6. Educating your consumers should be a marketing strategy
“Branding and advertising strategies are crucial and often have to go hand in hand as education,” suggested Boumphrey. “Unilever, through its Lifebuoy soap brand, has managed to do this through launching a hand washing campaign across emerging markets, including Africa.”
7. Partner with local companies
“And finally, thinking about market strategy, partnering with local companies is also crucial,” she added.
This strategy has been by far the most widely cited by investors and heads of multinational companies operating in Africa. Partnering with a local firm can be hugely helpful towards a company’s expansion into an African country as local partners can provide insight into the local consumer behaviour, have the valuable local networks in place for business, and have the operating or legislative know-how.

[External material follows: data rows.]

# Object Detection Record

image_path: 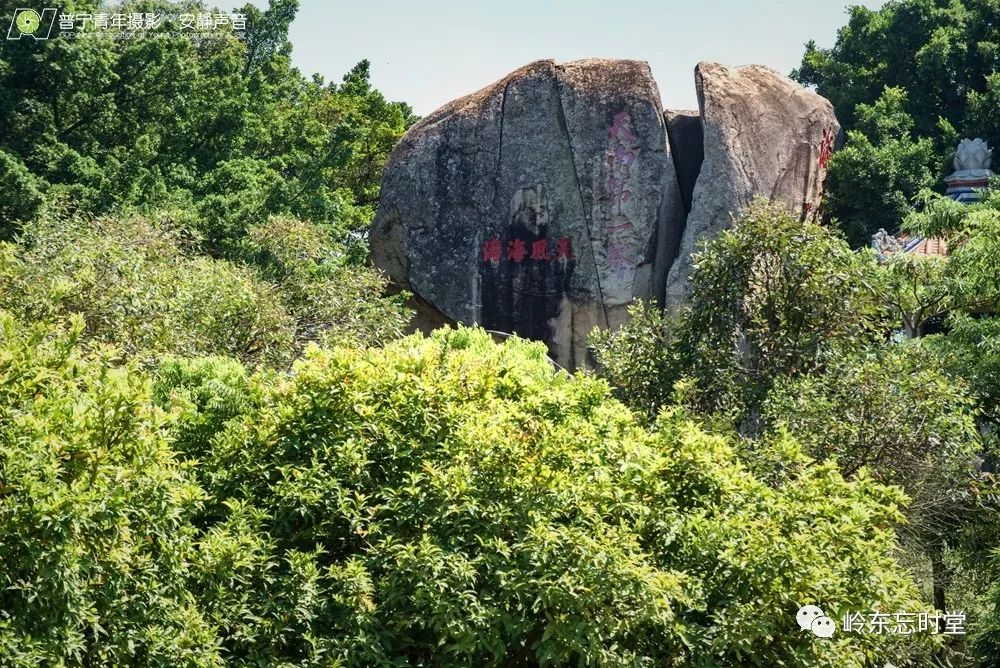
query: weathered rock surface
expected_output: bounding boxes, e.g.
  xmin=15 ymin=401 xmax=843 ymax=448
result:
xmin=371 ymin=60 xmax=684 ymax=368
xmin=667 ymin=62 xmax=840 ymax=304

For example, Fusion Capital is a business financing and private equity house with a focus on the East African market. Mwijage Bishota, executive director and head of Fusion Capital’s Tanzanian operations, told How we made it in Africa that the approval process in the real estate market in Tanzania can be typically tedious. However, he said a way his firm usually mitigates this difficulty is by working with established local businesses, such as architectural companies, which can help to quicken the process. “Because they have been in the market for some time they have got that understanding [and] they have built the relationships within the various approving institutions.”
“Many companies thinking of entering the region for the first time or enlarging their footprint could do a lot worse than learning from others,” concluded Boumphrey.